Experiências como estas mostram o quão rico é o processo de aprendizagem dos pesquisadores com a população, que se propõe a realizar as curadorias compartilhadas, quanto das comunidades que se desafiam a recontar suas próprias histórias de vida, sendo essas alegres ou não. Podemos dizer que os objetos são plurisemânticos, dotados de diferentes valores, usos, histórias e significados. O relato da professora mostrou como a arqueologia e o conhecimento acadêmico podem sim estar aliados às necessidades da população em geral. E os museus também devem se movimentar no mesmo sentido.
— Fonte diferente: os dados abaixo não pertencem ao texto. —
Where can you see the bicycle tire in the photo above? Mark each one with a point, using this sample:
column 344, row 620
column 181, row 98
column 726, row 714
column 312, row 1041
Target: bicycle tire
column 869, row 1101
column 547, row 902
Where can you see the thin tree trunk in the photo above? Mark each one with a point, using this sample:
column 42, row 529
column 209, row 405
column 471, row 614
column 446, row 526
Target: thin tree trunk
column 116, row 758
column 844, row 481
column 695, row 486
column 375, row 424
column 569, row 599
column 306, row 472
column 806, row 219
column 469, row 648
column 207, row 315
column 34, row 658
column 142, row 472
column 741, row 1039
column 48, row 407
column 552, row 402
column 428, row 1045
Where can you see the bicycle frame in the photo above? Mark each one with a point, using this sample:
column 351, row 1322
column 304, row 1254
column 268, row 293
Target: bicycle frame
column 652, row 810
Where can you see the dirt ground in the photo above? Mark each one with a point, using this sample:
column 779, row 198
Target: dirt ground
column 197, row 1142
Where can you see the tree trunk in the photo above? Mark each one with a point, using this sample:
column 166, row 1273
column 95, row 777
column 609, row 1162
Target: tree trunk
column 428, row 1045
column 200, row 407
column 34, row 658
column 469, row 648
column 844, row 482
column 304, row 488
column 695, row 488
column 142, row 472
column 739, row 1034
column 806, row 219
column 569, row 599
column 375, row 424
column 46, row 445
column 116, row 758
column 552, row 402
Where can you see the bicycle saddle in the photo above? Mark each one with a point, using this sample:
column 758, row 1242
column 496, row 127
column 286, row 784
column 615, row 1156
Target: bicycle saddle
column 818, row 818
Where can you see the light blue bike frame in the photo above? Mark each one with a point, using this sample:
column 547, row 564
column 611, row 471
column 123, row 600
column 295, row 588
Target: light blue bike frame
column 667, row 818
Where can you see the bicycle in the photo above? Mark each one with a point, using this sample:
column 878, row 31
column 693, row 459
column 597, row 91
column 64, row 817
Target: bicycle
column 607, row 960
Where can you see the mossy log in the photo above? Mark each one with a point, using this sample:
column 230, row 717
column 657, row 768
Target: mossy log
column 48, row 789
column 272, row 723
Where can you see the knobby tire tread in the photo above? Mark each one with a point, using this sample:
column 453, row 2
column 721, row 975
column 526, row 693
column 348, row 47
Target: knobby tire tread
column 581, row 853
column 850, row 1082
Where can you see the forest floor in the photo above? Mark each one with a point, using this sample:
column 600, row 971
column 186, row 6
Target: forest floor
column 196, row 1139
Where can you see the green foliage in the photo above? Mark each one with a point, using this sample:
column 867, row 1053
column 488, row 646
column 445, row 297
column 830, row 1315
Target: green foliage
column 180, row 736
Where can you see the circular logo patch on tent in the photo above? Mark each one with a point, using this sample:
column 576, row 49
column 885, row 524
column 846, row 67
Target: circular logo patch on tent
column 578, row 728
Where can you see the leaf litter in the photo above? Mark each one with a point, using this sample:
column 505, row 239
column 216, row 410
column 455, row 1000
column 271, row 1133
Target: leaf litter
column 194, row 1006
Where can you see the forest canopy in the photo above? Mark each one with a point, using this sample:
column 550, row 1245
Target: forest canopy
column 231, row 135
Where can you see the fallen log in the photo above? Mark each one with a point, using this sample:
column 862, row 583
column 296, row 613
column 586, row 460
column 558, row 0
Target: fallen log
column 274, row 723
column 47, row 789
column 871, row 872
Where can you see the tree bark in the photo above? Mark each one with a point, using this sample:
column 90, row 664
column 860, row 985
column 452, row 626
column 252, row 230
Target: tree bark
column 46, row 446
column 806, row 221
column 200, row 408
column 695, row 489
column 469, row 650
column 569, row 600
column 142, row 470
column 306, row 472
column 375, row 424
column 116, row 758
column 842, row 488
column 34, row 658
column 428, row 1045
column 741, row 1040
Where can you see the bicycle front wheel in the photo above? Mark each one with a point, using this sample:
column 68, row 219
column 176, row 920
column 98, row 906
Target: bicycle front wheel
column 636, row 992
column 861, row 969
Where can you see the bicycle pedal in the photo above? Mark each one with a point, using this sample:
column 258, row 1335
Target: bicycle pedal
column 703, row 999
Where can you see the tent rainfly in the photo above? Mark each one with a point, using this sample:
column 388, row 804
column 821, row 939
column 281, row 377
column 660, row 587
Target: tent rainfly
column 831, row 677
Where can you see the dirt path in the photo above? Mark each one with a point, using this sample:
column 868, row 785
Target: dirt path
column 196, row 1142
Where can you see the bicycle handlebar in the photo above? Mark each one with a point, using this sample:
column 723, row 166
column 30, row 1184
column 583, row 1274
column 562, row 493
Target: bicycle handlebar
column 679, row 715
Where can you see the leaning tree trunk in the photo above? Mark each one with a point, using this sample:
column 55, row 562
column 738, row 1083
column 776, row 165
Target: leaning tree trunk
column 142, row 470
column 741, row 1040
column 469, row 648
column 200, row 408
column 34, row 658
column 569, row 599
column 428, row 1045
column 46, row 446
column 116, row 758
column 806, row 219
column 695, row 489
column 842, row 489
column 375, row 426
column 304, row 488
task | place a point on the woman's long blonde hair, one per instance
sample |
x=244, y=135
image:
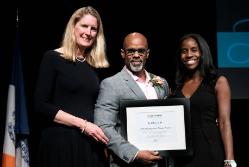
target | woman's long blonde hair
x=96, y=54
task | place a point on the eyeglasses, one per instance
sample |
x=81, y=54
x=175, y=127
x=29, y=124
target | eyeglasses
x=132, y=51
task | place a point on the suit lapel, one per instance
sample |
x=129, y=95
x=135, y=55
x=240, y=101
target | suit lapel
x=132, y=84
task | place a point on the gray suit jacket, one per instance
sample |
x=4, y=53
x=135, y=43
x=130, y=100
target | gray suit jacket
x=106, y=115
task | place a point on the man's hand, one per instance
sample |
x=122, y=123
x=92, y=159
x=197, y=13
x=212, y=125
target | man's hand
x=147, y=157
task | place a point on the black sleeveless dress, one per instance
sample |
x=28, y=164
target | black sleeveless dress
x=208, y=148
x=72, y=87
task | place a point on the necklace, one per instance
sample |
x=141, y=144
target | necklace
x=80, y=59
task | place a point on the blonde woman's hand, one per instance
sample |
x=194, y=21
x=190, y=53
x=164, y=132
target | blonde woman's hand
x=95, y=132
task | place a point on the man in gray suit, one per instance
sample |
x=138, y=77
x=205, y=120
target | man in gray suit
x=134, y=83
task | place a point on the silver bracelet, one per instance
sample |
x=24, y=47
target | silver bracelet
x=232, y=163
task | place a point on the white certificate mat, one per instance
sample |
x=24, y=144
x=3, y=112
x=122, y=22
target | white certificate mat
x=156, y=127
x=162, y=125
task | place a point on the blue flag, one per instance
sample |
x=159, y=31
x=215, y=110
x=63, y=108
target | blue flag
x=15, y=149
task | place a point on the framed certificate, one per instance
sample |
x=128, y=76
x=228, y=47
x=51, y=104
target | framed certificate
x=162, y=125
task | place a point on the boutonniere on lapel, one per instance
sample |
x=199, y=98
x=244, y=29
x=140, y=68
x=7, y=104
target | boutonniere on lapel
x=157, y=81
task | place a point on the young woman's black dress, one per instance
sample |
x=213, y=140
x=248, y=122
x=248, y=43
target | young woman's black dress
x=207, y=144
x=72, y=87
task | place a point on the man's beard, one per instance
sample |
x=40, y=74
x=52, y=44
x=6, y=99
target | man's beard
x=136, y=68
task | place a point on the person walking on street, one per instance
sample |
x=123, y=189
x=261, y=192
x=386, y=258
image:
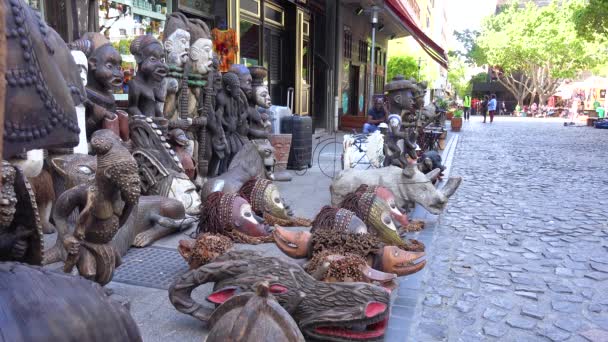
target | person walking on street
x=484, y=107
x=492, y=107
x=467, y=107
x=376, y=115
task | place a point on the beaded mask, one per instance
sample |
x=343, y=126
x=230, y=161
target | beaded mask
x=388, y=197
x=224, y=213
x=264, y=197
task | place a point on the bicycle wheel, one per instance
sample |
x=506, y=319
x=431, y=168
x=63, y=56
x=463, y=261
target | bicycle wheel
x=329, y=159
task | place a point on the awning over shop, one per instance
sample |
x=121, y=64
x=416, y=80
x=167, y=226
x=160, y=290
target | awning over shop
x=432, y=49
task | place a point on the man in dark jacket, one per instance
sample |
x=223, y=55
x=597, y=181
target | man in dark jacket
x=375, y=116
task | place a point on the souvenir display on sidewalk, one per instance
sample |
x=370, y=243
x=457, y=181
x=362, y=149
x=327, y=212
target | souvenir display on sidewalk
x=267, y=203
x=188, y=151
x=409, y=185
x=323, y=311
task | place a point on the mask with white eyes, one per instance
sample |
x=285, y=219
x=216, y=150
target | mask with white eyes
x=177, y=46
x=244, y=220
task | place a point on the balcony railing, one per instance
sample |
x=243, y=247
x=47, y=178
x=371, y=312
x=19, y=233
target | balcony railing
x=144, y=8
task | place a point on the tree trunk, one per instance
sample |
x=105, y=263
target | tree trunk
x=519, y=88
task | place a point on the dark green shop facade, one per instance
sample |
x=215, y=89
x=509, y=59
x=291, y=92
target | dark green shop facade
x=294, y=39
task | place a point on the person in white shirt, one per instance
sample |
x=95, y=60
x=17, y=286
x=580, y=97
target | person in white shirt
x=492, y=107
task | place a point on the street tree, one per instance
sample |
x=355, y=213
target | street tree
x=457, y=75
x=536, y=47
x=590, y=20
x=402, y=65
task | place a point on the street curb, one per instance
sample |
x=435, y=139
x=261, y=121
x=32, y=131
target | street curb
x=405, y=299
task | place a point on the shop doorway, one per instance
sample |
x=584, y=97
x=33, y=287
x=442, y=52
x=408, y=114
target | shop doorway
x=274, y=59
x=353, y=80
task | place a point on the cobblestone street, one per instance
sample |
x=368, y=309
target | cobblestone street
x=521, y=254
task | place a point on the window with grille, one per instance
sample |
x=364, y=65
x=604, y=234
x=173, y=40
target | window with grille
x=348, y=43
x=363, y=50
As experiências relatadas trouxeram diferentes perspectivas de organização de museus. Diante das experiências ressaltadas o fato mais relevante foi a afirmação do potencial educativo dos museus, que muitas vezes não é explorado, e nesses casos pareceu ser mais explícito. Percebendo este caráter educativo devemos aprender a explorá-lo de forma colaborativa, não apenas em sua curadoria, mas também na forma como este acervo será utilizado, e seu diálogo com o público a partir disto. Sempre questiono a formação dos profissionais que trabalharão no museu. As peças falam por si só? E se o “guia” não souber explorar estes conhecimentos intrínsecos a cada peça, como faremos? Os curadores estão presentes em todas as apresentações das coleções?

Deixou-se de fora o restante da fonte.